File No. 763.72111G27/21

The Acting Secretary of State to the German Ambassador (Bernstorff)

Excellency: The Department has received your note of the 11th instant in regard to the two officers of H. M. S. Geier and their [Page 591] orderlies, who left that vessel before it was interned, but who have with the remainder of its complement been interned within United States jurisdiction. You ask that, as the actual internment of the vessel took place on the 7th instant, and as the officers and their orderlies left Honolulu on the 28th ultimo, the case be reexamined and the officers and their orderlies be released.

In reply I have the honor to advise you that case has been carefully reexamined and that this Government, in its observance of a strict neutrality, is under obligation to retain these gentlemen in custody as a part of the Geier’s company when she entered American jurisdiction. It appears that these men were not only duly incorporated in the armed forces of Germany, a belligerent power, but were also in a sense a part of an organized body of such forces entering a neutral port. In such a case the laws of maritime warfare permit a limited hospitality to be extended to them, dependent upon their observing certain conditions. In the case of the Geier, these conditions were, it is believed, very generous. After a delay of several days within the hospitality of the United States, instead of the conventional twenty-four hours, these officers and their orderlies appear to have been granted sick leave by the captain of the Geier . This fact, however, can not, it is believed, properly be urged as separating them from the Geier in relation to its subsequent treatment. They arrived within United States jurisdiction as a part of an organized armed force of the German Empire, and this fact, in the opinion of this Government, appears to be the crux of the whole matter. Were a distinction to be made on the grounds set forth in your note a ship in danger from her enemy might enter a neutral port, and before the twenty-four hour period had elapsed, and before there was any danger of internment, her officers and crew might leave her and afterwards claim the right to return to their country as individuals. This course would manifestly not comport with the principles of neutrality as they are understood by the Department.

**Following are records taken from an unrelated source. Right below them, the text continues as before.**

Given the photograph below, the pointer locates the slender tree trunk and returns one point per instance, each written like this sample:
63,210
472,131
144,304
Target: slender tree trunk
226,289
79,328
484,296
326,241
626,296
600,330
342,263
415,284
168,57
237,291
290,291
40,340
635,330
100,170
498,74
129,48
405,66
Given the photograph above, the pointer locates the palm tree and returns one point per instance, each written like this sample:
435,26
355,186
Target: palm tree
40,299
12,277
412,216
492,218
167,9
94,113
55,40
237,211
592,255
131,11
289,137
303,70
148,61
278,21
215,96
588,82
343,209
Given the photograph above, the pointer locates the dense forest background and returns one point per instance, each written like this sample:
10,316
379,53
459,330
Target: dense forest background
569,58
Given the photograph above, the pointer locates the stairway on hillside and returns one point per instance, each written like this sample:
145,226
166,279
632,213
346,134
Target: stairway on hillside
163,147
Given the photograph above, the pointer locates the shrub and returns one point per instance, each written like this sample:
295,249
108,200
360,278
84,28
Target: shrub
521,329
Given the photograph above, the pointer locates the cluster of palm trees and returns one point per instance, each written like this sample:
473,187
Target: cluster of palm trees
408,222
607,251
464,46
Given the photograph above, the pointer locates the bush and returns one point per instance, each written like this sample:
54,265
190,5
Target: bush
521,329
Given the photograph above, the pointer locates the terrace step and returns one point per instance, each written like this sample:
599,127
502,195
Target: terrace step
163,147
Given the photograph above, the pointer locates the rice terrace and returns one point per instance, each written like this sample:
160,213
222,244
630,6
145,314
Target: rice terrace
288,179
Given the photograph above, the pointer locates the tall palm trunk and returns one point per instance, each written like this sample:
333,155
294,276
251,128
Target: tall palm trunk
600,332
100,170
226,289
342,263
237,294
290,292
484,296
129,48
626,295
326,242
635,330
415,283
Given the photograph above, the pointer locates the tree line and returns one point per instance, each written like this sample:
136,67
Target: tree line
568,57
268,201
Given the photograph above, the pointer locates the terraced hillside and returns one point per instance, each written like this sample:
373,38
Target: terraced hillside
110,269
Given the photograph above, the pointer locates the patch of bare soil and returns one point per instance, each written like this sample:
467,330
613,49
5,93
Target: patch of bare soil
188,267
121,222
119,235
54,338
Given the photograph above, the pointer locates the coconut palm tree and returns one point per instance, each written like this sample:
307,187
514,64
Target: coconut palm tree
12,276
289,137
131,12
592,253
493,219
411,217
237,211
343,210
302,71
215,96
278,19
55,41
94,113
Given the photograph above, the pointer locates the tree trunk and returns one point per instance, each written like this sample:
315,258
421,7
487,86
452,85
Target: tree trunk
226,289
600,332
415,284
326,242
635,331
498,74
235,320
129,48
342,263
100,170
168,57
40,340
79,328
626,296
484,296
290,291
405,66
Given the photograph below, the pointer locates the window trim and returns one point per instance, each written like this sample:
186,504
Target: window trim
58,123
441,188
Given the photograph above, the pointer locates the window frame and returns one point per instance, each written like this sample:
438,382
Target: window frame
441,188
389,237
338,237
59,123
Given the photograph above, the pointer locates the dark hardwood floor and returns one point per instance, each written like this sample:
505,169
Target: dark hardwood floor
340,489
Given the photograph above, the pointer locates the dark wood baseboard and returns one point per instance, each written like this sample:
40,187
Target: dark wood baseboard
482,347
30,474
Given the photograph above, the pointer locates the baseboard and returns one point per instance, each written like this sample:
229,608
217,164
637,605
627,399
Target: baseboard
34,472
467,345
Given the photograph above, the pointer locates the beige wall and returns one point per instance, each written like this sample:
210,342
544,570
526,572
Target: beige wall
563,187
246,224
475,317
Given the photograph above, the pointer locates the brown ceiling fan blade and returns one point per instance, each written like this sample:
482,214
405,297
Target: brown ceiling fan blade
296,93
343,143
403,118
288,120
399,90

Your excellency compares the case of these officers and men of H. M. S. Geier with that of Major Robertson of the British Army, who appears to have been taken into custody by American officers and shortly thereafter released. The Department is of the opinion that the two incidents have no essential resemblance. Major Robertson arrived in the United States as an individual and not as a part of an organized military body traveling together. The United States, therefore, in its governmental capacity as a neutral, was not bound under the principles of international law to intern him or to interfere with his freedom of movement so long as his conduct did not infringe the proprieties of international or municipal law.

The Department regrets, therefore, to advise you that this Government, after having carefully reexamined the case, does not see its way to release the officers and their orderlies in question, or to consider them other than as a part of the complement of H. M. S. Geier , which the United States Government has been under the necessity of having interned during the continuance of the present war.